Facts about Meckel’s Cartilage
• Meckel’s cartilage is the cartilage of 1st arch and has a role in developing mandible but
no contribution.
• Two cartilages don’t meet in the midline but separated by thin band of
mesenchyme.
• On the lateral aspect of meckel’s cartilage during 6th week condensation of mesenchyme
occurs.
• At 7 weeks intramembranous ossification starts in this condensation forming the 1st
bone of mandible
• Bone formation starts along the lateral aspect of Meckel’s cartilage
• The ramus of mandible forms by rapid spread of ossification posteriorly into

mesenchyme of 1st arch, turning away from Meckel’s cartilage, this point is marked by
the lingula
Fate of Meckel’s Cartilage
• In the posterior extremity it forms the malleus of inner ear & sphenomalleolar ligament.

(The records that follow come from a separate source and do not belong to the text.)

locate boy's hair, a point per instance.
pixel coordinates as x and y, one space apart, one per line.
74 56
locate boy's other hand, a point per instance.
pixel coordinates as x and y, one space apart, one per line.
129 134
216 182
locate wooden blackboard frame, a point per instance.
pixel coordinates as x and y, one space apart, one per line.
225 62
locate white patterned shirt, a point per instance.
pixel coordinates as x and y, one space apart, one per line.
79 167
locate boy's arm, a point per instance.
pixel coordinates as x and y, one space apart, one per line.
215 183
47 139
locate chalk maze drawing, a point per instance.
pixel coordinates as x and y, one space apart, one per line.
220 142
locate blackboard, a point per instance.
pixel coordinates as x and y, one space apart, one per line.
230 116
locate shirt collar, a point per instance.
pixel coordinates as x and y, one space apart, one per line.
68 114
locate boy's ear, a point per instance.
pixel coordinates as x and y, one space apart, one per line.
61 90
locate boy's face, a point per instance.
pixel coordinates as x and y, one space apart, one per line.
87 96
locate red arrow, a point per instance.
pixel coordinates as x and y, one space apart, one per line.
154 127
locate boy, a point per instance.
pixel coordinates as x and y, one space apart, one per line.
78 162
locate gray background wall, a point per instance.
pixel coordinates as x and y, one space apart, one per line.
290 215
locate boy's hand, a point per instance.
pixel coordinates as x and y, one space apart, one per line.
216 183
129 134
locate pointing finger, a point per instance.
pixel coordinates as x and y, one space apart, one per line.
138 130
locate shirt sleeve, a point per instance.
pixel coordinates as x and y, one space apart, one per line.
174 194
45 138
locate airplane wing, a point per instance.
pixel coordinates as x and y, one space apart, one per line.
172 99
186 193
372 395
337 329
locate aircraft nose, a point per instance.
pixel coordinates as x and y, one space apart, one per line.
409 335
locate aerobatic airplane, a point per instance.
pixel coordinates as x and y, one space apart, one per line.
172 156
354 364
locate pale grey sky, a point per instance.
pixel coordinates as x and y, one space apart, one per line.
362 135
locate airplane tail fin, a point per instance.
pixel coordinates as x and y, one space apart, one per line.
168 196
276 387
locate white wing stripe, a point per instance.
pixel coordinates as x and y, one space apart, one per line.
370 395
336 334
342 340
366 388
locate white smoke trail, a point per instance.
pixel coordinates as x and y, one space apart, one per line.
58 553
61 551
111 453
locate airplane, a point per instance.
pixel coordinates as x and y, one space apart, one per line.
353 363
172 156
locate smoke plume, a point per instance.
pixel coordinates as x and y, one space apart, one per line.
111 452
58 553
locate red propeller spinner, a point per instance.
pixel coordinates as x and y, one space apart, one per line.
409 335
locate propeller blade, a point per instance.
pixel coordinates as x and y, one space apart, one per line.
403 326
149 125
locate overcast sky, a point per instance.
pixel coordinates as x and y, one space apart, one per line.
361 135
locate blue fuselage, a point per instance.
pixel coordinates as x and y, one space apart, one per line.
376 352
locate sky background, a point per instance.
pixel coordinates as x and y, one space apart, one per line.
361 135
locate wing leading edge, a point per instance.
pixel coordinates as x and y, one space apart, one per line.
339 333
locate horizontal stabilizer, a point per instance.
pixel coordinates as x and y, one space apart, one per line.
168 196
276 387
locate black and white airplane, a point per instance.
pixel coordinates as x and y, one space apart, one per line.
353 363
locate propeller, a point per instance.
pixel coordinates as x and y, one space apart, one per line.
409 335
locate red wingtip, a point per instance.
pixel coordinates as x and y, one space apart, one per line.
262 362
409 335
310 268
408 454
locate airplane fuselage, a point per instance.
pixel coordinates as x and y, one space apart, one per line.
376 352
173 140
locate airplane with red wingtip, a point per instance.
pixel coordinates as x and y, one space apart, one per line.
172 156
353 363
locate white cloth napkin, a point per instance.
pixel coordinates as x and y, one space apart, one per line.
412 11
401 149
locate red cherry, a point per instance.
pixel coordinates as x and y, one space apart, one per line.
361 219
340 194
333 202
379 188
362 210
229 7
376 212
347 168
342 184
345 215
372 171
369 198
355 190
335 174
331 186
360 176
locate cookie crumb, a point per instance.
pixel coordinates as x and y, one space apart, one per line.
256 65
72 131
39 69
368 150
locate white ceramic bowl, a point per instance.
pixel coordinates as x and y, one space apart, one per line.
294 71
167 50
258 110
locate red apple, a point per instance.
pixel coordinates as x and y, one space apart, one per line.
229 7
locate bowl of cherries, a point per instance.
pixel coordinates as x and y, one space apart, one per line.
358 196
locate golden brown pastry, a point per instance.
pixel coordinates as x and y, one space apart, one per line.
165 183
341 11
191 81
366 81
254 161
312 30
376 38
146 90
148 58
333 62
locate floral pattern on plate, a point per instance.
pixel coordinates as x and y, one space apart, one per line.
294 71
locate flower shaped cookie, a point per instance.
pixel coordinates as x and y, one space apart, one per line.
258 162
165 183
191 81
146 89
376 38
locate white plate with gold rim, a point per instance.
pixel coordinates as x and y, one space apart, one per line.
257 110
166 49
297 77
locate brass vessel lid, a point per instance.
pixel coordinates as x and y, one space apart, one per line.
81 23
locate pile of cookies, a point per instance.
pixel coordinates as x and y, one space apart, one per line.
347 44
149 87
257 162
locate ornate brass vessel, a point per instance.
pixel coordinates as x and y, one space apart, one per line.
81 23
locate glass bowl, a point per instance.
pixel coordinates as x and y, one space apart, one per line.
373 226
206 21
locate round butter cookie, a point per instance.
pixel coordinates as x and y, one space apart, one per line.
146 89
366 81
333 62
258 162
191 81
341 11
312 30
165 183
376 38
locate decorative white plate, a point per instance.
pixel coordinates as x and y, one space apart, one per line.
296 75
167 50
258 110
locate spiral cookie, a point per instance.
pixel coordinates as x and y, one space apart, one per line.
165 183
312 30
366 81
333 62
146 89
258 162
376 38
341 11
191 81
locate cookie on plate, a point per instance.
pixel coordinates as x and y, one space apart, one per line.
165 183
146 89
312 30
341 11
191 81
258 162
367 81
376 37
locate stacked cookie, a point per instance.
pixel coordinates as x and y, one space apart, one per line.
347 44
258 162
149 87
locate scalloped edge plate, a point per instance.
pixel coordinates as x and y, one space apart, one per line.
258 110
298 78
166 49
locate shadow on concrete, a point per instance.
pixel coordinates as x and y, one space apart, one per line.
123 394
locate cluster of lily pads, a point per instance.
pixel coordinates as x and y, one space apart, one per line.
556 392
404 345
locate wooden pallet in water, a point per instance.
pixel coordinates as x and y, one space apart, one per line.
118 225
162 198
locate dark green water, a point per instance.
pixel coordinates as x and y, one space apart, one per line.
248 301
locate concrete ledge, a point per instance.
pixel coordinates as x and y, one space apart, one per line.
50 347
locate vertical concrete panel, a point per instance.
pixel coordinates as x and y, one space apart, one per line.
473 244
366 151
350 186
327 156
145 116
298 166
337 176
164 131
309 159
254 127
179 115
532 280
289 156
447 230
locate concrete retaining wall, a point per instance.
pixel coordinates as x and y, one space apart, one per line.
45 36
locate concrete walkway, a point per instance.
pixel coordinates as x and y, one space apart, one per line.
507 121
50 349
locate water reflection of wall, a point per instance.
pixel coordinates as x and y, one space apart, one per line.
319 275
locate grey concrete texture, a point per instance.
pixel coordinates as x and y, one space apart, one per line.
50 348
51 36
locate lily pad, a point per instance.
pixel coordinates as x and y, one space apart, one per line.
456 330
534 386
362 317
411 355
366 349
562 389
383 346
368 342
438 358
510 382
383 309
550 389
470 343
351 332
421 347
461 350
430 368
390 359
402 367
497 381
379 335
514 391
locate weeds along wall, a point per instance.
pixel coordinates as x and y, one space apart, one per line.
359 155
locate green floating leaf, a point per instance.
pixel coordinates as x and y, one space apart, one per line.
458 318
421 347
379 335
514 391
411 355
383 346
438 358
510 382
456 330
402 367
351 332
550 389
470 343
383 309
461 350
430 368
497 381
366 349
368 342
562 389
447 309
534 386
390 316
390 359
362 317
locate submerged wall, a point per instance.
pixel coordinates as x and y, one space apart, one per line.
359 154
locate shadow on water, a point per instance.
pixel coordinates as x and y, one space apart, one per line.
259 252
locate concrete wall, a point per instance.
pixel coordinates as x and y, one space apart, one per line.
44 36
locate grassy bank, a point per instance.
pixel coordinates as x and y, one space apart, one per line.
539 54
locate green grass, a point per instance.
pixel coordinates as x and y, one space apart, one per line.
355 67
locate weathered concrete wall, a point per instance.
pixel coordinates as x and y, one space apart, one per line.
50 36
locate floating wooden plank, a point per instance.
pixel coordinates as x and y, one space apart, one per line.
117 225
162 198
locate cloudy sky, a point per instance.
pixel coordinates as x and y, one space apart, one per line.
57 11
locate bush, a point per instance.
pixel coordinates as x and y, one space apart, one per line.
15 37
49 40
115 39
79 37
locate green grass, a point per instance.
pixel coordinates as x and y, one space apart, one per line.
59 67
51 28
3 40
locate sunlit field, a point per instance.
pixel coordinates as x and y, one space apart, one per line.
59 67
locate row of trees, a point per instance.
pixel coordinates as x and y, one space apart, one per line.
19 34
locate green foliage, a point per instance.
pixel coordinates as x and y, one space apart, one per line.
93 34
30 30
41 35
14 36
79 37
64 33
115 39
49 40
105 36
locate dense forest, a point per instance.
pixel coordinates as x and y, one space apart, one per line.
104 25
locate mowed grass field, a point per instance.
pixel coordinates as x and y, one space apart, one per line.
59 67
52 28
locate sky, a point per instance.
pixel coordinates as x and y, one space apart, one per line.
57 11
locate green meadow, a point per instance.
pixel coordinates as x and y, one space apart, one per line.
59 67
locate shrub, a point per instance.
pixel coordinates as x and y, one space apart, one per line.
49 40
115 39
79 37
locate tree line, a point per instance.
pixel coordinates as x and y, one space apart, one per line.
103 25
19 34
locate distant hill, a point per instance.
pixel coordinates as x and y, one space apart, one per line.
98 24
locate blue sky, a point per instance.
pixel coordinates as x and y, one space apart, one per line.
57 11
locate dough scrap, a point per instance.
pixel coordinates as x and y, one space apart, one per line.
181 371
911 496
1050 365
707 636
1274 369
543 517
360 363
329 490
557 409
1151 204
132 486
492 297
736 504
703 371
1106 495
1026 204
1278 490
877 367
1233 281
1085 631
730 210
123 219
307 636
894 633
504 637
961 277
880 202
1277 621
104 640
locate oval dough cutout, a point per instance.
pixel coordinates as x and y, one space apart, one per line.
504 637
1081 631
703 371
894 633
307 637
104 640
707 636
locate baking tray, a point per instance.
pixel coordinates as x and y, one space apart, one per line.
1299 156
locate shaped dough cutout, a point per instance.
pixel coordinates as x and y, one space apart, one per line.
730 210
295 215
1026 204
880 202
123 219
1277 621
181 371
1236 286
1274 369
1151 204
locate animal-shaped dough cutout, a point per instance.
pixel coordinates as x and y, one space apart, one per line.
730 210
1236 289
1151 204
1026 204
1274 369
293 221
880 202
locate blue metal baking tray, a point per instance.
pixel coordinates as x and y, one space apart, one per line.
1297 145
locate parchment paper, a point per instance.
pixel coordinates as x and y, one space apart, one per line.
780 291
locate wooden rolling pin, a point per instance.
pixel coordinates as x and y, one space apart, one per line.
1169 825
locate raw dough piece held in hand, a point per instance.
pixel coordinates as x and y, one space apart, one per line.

• From sphenoid to the div of mandibular nerve into inf alv n and lingual n the cartilage is
totally lost but persist as sphenomandibular ligament.
• From linula to point canine area, cartilage is totally resorbed.
• From this point forward there is evidence that cartilage makes contribution by means of
endochondral ossification
Early Mandibular Growth
• The growth of the mandible is strongly influenced by appearance of three secondary

cartilages:
• Condylar cartilage
• Coronoid cartilage
• Symphysial cartilage
• Symphysial cartilage: Two in number and appears in CT between the two ends of
Meckel’s cartilage. Obliterated within the 1st year of birth.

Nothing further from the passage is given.